William Girdlestone Shellabear (1862-1947), missionary to Malaya and Bible translator, was born in Norfolk, England.

Shellabear prepared for a career in the military and in 1885 experienced a conversion to evangelical Christianity before shipping out to Singapore in 1886. He became known as the "preaching captain" for his frequent sermons to soldiers and sailors, and began to translate Christian hymns into Malay for the Malay soldiers under his command.

In 1891, he married Fanny Kealy in Portsmouth, England. They returned to Singapore and joined the American Methodist Mission. Over 11 years, Shellabear built the Methodist Mission Press and began publishing hymnals, tracts, and booklets in Malay (most of which he composed or translated) for the Bible Society and the Tract Society.  

Shellabear’s studies of the Malay language also led to his publication of a new edition of the Sejarah Melayu (The Malay Annals) followed by a series of published editions of Malay classical literature. Shellabear’s secular works cemented a long-standing relationship between the Methodist Mission Press and the growing system of Malay-medium schools.

In 1896, Shellabear was made Presiding Elder of the Methodist Mission. With other missionaries, Shellabear attacked licensed prostitution and the sale of opium, while answering attacks from Chinese nationalists who accused the Methodist Anglo-Chinese schools of forcing children to convert to Christianity.

After the death of Fanny Kealy, Shellabear married Emma Blasdell in 1897. In 1900, he left his various responsibilities with the Methodist Mission and began to revise the Malay Bible while living in Malacca. He also worked with Sulaiman bin Muhammed Nur, with whom he edited and published two books of Malay proverbs and poetry.
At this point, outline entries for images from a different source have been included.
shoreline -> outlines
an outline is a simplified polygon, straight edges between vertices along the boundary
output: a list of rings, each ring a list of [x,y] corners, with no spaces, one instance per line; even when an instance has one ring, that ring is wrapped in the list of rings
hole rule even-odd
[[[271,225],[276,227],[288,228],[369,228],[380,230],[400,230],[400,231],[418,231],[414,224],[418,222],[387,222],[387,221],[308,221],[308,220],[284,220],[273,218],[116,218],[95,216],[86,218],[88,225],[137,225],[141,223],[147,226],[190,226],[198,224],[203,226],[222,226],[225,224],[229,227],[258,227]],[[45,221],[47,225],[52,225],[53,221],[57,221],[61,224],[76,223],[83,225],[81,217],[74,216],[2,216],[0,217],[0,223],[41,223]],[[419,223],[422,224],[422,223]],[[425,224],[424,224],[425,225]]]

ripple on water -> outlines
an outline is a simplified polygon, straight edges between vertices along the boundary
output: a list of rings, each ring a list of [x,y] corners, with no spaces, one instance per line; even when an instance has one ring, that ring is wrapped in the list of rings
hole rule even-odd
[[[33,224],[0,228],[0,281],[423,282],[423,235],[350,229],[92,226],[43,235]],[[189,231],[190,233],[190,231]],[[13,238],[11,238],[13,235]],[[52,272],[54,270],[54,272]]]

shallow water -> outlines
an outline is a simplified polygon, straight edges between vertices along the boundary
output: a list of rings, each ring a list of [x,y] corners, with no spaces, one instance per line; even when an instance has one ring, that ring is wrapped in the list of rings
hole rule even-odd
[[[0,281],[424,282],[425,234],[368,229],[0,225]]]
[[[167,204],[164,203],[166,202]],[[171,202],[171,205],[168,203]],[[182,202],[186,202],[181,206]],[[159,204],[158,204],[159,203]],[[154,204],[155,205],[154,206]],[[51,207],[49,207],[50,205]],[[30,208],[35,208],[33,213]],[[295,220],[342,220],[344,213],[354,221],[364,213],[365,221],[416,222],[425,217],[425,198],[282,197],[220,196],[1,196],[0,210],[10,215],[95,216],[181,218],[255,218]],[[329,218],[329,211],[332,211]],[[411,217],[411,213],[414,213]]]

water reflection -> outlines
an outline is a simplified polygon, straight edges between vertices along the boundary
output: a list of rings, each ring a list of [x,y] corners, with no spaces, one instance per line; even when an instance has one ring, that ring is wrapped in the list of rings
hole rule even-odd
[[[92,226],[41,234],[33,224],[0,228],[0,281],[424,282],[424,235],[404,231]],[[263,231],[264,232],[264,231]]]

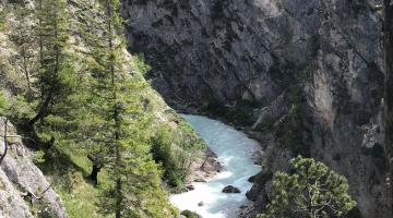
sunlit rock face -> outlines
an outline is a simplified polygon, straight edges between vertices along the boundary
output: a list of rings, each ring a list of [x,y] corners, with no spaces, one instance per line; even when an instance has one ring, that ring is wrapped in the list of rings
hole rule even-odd
[[[285,169],[266,120],[301,117],[302,154],[346,175],[362,217],[385,204],[380,0],[123,0],[127,39],[144,52],[146,75],[174,107],[240,108],[266,146],[266,168]],[[294,98],[296,96],[296,98]],[[207,107],[209,108],[209,107]],[[226,119],[231,119],[226,117]],[[283,136],[281,136],[283,137]],[[259,185],[253,192],[263,208]]]

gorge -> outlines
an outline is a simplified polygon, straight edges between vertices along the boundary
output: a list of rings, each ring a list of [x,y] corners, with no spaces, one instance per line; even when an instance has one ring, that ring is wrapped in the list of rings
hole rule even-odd
[[[392,5],[0,0],[0,217],[392,218]]]
[[[217,155],[223,169],[207,182],[193,183],[194,190],[171,195],[170,202],[181,210],[189,209],[205,218],[238,217],[240,206],[248,205],[246,192],[252,185],[248,180],[261,171],[252,159],[260,155],[259,143],[219,121],[199,116],[183,118]],[[240,193],[223,193],[227,185],[238,187]],[[199,205],[201,202],[203,205]]]

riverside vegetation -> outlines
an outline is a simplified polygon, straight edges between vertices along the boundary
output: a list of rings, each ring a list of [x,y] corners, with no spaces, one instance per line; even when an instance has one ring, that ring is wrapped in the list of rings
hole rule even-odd
[[[119,4],[1,4],[0,114],[35,150],[70,217],[176,217],[168,190],[183,187],[204,143],[143,78],[143,56],[127,53]],[[312,159],[291,162],[296,173],[276,173],[260,217],[340,217],[355,206],[345,178]]]
[[[204,145],[144,81],[142,56],[127,53],[119,4],[1,4],[0,112],[70,217],[177,216],[163,181],[181,187]]]

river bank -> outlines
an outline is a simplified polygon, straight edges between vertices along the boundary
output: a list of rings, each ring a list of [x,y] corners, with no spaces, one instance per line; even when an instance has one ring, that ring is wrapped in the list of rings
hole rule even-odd
[[[246,197],[252,185],[249,178],[261,171],[253,159],[262,153],[260,144],[221,121],[201,116],[183,114],[183,118],[217,155],[216,161],[223,168],[205,182],[193,182],[191,191],[171,195],[172,204],[180,210],[196,211],[204,218],[239,217],[240,210],[249,205]],[[240,193],[223,193],[227,185],[239,189]]]

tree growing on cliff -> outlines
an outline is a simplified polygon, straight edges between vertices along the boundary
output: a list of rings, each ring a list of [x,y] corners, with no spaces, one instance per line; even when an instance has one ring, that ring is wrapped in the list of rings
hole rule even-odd
[[[343,217],[356,206],[345,177],[312,158],[290,160],[295,172],[277,172],[271,202],[258,218]]]
[[[384,0],[384,114],[385,114],[385,153],[388,173],[388,192],[390,215],[393,215],[393,4],[391,0]]]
From 1900 to 1917, Bible translation was Shellabear's central concern. After completing his New Testament and Old Testament in Malay, he took up residence in Singapore and began a translation of the Bible into "Baba Malay", the Malay dialect of the Straits Chinese.

In 1918, after several bouts of malaria, he suffered a mental and physical breakdown. And in 1920, he had officially retired from the Mission.

In 1922, Shellabear joined the faculty at Hartford Seminary in the USA as a teacher of Malay language and culture. In 1924, he took a permanent position, briefly occupying the chair of Muhammedan Studies and serving as an editor of the Muslim World journal until his retirement in 1936.

In this final stage of Shellabear's career, he translated the story of the Bible and later, the gospels into classical Malay poetry or shair (syair). Following the shairs, Shellabear wrote commentaries on the gospels in Malay, concentrating on what he believed were key theological points of contact with Islamic teaching. He passed away in 1947 in Hartford while attempting to translate the Qur’an into Malay as a tool for Christian evangelism.

 

Robert A. Hunt

The writer is the Director of Global Theological Education and Director, Center for Evangelism in Southern Methodist University, USA.